Philip E. Paré
KTH Royal Institute of Technology
The study of spreading processes has been a topic of interest for many years over a wide range of areas, including computer science, mathematical systems, biology, physics, social sciences, and economics. More recently, there has been a resurgence of interest in the study of spreading processes focused on spread over networks, motivated not only by security threats posed by computer viruses, but also recent devastating outbreaks of infectious diseases and the rapid spread of opinions and misinformation over social networks. Up to this point these network-dependent spread models have not been validated by real data.

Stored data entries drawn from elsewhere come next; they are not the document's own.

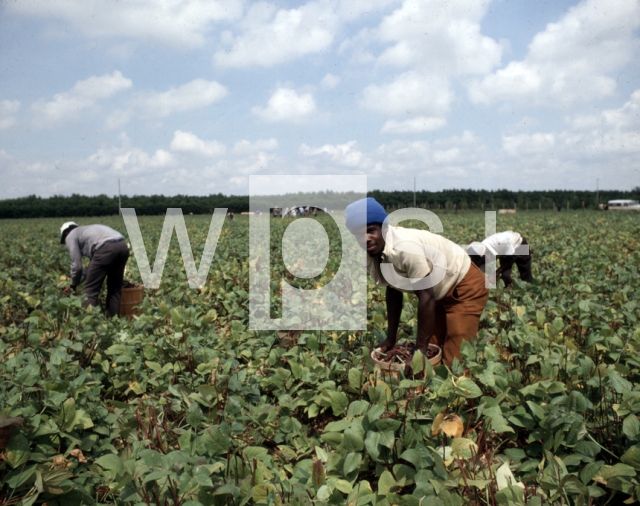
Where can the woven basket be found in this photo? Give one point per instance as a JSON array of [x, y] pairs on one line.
[[129, 300], [394, 369]]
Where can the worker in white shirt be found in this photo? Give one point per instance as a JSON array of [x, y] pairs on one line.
[[449, 307], [508, 248]]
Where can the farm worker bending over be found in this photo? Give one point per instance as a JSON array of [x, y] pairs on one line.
[[505, 246], [449, 310], [108, 253]]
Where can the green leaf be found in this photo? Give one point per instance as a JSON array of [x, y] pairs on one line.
[[185, 440], [343, 486], [386, 483], [176, 318], [355, 379], [338, 426], [352, 441], [17, 450], [339, 402], [253, 452], [195, 417], [18, 477], [112, 463], [388, 424], [631, 427], [608, 472], [351, 462], [632, 456], [467, 388], [371, 443], [417, 362]]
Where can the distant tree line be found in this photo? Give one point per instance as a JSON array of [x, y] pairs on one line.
[[501, 199], [457, 200]]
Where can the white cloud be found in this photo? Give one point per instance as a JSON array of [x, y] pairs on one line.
[[192, 95], [528, 144], [442, 37], [117, 119], [269, 38], [329, 82], [411, 93], [7, 110], [84, 95], [413, 125], [287, 106], [129, 161], [431, 42], [245, 147], [340, 154], [173, 22], [571, 60], [186, 142]]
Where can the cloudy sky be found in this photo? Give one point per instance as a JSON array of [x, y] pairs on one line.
[[193, 97]]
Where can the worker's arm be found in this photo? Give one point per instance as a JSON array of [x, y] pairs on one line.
[[394, 310], [76, 261], [426, 318]]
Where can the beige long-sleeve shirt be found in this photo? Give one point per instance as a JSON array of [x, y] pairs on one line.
[[416, 254]]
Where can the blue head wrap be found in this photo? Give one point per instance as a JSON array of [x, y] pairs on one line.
[[364, 212]]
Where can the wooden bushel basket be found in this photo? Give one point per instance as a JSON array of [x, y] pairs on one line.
[[394, 369], [129, 300]]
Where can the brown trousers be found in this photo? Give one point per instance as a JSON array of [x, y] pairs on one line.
[[108, 262], [458, 314]]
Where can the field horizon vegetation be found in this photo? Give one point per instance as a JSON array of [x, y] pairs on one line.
[[185, 405], [103, 205]]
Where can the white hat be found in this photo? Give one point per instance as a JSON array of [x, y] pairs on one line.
[[476, 248], [65, 226]]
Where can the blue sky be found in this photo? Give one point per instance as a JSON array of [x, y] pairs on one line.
[[194, 97]]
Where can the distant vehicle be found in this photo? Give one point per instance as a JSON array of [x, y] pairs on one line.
[[623, 205]]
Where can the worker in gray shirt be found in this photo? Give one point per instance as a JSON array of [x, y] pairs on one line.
[[108, 254]]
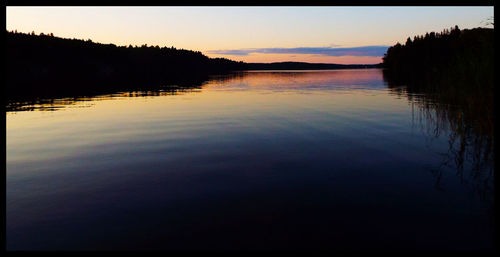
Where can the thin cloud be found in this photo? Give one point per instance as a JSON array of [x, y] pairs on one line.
[[325, 51]]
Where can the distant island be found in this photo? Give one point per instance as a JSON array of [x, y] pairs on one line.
[[44, 64], [308, 66]]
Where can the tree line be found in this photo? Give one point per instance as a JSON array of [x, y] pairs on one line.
[[460, 54], [46, 63]]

In this talk, I present and analyze mathematical models for network-dependent spread. I use the analysis to validate the first model employing John Snow's classical work on cholera epidemics in London in the 1850's. Given the demonstrated validity of the model, I discuss several control strategies for mitigating spread, and formulate a tractable antidote administration problem that significantly reduces spread. Motivated by competing USDA farm subsidy programs, I present and analyze a model for multiple competing viruses spreading over multi-layered networks. Further, I present a technique for estimating the healing and infection parameters of the model from time series data. I validate the multi-virus model by applying this technique to the USDA farm subsidy dataset, and improve upon the results by employing an online learning algorithm. Finally, motivated by recent contaminated water-related outbreaks in Scandinavia, I propose a layered infrastructure network model and explore when the source of an outbreak can be detected. I conclude my talk by discussing various directions for compelling future work, including combining the online learning algorithms with the control techniques to develop data-driven mitigation strategies.

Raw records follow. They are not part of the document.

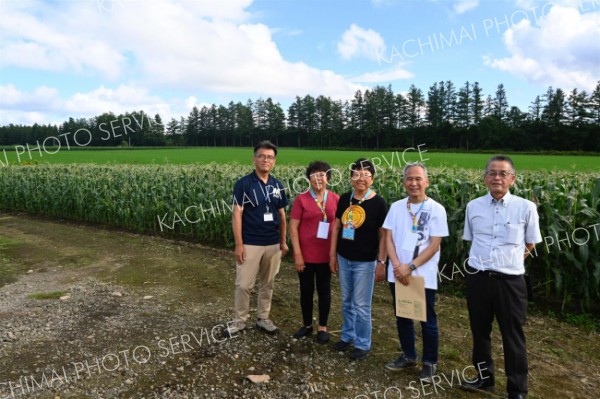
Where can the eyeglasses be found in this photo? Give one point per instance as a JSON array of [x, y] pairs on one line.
[[262, 157], [502, 174], [356, 175]]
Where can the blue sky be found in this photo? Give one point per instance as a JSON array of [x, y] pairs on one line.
[[81, 58]]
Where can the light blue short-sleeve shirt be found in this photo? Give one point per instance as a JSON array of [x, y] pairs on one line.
[[499, 230]]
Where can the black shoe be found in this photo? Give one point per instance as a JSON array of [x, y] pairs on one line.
[[341, 346], [479, 384], [428, 371], [359, 354], [322, 337], [303, 332], [401, 363]]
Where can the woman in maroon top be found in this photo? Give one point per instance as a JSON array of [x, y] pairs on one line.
[[310, 229]]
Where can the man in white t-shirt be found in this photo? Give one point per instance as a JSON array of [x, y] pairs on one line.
[[416, 225]]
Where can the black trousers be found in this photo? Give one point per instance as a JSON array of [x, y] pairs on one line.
[[505, 299], [319, 273]]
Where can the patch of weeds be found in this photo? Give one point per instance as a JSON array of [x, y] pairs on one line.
[[584, 320]]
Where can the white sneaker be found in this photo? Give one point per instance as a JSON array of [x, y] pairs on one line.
[[267, 325], [233, 328]]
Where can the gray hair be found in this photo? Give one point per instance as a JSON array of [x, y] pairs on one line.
[[501, 158], [412, 165]]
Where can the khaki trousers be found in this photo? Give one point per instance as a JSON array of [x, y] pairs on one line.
[[257, 264]]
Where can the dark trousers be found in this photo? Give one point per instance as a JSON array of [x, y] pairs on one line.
[[429, 329], [506, 299], [319, 273]]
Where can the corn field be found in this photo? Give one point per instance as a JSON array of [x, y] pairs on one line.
[[194, 202]]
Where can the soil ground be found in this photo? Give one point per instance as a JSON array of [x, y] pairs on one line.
[[87, 312]]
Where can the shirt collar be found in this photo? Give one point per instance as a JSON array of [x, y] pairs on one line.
[[504, 200], [255, 177]]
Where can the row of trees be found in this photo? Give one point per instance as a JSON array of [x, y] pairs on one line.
[[446, 117]]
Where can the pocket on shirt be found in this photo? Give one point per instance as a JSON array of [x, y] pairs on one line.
[[515, 233]]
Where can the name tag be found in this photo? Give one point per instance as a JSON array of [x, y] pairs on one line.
[[323, 230], [348, 231], [410, 242]]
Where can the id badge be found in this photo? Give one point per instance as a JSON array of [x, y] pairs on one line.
[[410, 242], [323, 230], [348, 232]]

Philip E. Paré received his B.S. in Mathematics with University Honors and his M.S. in Computer Science from Brigham Young University, Provo, UT, in 2012 and 2014, respectively, and his Ph.D. in Electrical and Computer Engineering (ECE) from the University of Illinois at Urbana-Champaign (UIUC), Urbana, IL in 2018. He is currently a postdoctoral scholar in the Division of Decision and Control Systems in the School of Electrical Engineering and Computer Science at KTH Royal Institute of Technology in Stockholm, Sweden. Philip was the recipient of the 2017-2018 Robert T. Chien Memorial Award for excellence in research from the UIUC ECE Department and named a 2017-2018 UIUC College of Engineering Mavis Future Faculty Fellow. His research interests include the modeling, control, and security of dynamic networked systems, such as, epidemiological, infrastructure, biological, economic systems, and social networks.